I dont care if the pulse ox tells me its 1000 percent. If my patient is having a hard time breathing or showing cyanosis anywhere. They shall be getting o2 from me.
Side note: Besides being cold, poor circulation, and co2 poisoning. Does Shock cause an inaccurate reading? Or does that go along with poor circulation.
I agree, to a point. An O2 saturation is simply a measurement of the percent of hemoglobin bound and the question needs to be asked, when evaluating the number, is "Why?" If the patient is at 95% because the patient is compensating, then yes, oxygen is indicated. If the patient is at 95% and breathing normally, then oxygen really isn't indicated. If the patient is breathing normally and hypoxic, then unless there's a reason to doubt the pulse ox, oxygen is indicated.

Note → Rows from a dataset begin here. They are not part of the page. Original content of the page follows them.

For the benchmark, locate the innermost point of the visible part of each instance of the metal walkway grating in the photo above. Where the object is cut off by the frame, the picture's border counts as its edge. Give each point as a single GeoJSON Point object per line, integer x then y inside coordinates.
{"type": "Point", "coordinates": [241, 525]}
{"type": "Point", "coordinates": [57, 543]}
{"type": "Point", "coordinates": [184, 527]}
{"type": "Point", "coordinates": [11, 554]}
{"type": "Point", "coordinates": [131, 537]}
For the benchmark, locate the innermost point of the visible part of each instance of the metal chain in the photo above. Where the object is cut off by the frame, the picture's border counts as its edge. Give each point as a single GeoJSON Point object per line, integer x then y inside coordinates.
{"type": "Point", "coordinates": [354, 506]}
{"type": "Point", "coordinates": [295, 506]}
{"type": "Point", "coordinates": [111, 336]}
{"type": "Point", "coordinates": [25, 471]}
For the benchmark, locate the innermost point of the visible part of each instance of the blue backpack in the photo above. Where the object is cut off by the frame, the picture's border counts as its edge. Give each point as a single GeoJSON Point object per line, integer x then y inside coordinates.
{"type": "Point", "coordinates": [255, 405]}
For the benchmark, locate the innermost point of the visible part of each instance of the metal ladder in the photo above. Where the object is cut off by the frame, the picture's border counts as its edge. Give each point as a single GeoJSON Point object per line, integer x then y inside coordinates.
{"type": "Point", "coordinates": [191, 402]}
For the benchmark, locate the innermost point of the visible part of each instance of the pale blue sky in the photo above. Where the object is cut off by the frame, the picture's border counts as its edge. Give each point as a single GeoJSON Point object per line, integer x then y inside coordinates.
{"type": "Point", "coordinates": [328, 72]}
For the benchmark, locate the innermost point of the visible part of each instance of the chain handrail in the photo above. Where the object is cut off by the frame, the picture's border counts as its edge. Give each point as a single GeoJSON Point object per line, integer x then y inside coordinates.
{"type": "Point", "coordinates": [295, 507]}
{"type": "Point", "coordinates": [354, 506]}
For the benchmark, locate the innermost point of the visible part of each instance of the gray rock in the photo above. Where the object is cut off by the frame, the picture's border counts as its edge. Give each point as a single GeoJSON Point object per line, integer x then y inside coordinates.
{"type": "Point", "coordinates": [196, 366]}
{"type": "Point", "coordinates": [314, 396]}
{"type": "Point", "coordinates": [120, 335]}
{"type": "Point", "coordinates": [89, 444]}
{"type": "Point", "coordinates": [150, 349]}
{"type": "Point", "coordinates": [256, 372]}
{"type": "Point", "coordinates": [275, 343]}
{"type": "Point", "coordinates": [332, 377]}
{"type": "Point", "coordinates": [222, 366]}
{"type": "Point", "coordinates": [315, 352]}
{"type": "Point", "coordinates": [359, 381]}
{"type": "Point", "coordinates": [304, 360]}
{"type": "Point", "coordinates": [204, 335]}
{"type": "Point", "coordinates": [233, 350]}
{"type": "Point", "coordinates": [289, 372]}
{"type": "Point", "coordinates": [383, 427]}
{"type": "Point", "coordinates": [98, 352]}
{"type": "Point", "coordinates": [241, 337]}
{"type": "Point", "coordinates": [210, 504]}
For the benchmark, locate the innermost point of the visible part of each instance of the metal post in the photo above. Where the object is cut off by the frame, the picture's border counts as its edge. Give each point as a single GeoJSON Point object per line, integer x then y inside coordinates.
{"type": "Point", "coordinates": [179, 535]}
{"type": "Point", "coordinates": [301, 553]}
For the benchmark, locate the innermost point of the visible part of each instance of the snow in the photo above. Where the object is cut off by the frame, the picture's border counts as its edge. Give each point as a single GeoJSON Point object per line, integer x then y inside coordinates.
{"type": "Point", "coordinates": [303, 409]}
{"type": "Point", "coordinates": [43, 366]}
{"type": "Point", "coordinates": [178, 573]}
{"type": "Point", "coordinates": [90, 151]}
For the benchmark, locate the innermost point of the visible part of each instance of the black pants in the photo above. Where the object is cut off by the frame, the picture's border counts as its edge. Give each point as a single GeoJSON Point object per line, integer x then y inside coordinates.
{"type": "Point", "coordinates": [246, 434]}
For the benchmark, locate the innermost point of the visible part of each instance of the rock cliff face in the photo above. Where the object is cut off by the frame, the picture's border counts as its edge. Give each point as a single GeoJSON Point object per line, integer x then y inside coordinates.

The problem is that a O2 saturation is not just a number to write down. The breathing status is not just some check boxes to mark. Just because a pulse ox is 100% and the patient is breathing 40 breaths per minute does not mean that the saturation is not 100%. This isn't about treating the patient vs treating the assessment tool. It's about using an assessment tool to add a piece to the puzzle. Understanding what that piece is, where it belongs, and what it tells you is infinitely more important than any discussion about treating the patient vs treating the tool. In fact, if you understand what it's telling you, you won't need a cliche to use it properly.
Shock is poor circulation on a systemic level.